Sunday, June 24, 2007

U.S.proposes tighter ozone standards

As the standards made in 1997 are too weak to protect people, the U.S. Environment Protection Agency (EPA) has proposed tighter standards for ozone pollution, accoreding to the agency Thursday.

 "Ozone's impacts are more significant than we previously thought," EPA administrator Stephen Johnson said during a conference call with reporters.

The environment agency proposed the new rules for ground-level ozone (damaging pollution also known as smog that is spawned by motor vehicle exhaust, power plants, gasoline vapors and chemical solvents) by suggesting an acceptable range of 70 to 75 parts per billion over any eight-hour period.

It's the agency's first new recommendation since 1997 for ground-level ozone. If finalized, the new standards would roughly triple the number of U.S. counties out of compliance with federal air pollution regulations, though business groups have said meeting the new limits could cost tens of billions of dollars.
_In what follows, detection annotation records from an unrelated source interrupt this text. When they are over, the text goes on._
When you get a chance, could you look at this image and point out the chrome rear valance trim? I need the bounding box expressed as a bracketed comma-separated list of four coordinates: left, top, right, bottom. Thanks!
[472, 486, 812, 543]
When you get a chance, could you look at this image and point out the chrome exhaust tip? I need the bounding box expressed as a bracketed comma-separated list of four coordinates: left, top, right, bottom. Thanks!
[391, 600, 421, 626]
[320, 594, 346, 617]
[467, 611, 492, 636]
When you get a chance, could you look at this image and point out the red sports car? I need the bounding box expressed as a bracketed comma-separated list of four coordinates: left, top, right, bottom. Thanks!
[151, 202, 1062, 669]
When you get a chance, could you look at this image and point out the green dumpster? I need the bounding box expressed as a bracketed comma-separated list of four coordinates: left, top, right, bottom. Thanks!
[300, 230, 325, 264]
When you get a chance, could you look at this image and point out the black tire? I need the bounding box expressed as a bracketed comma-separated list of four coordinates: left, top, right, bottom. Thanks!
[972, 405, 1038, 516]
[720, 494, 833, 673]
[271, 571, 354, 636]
Johnson answered the agency will formally take comments from business and industry groups that strongly believed the current standards should not be changed.

However, the Union of Concerned Scientists said the new standards fall short of the standards recommended by the EPA's own scientific experts and should be lowered even farther, while the National Association of Manufacturers called for maintaining the current rules.

The union said the proposed standards could allow the agency to avoid tightening the rules altogether, despite unanimous agreement from its own scientists and science advisers that the current standards are not safe.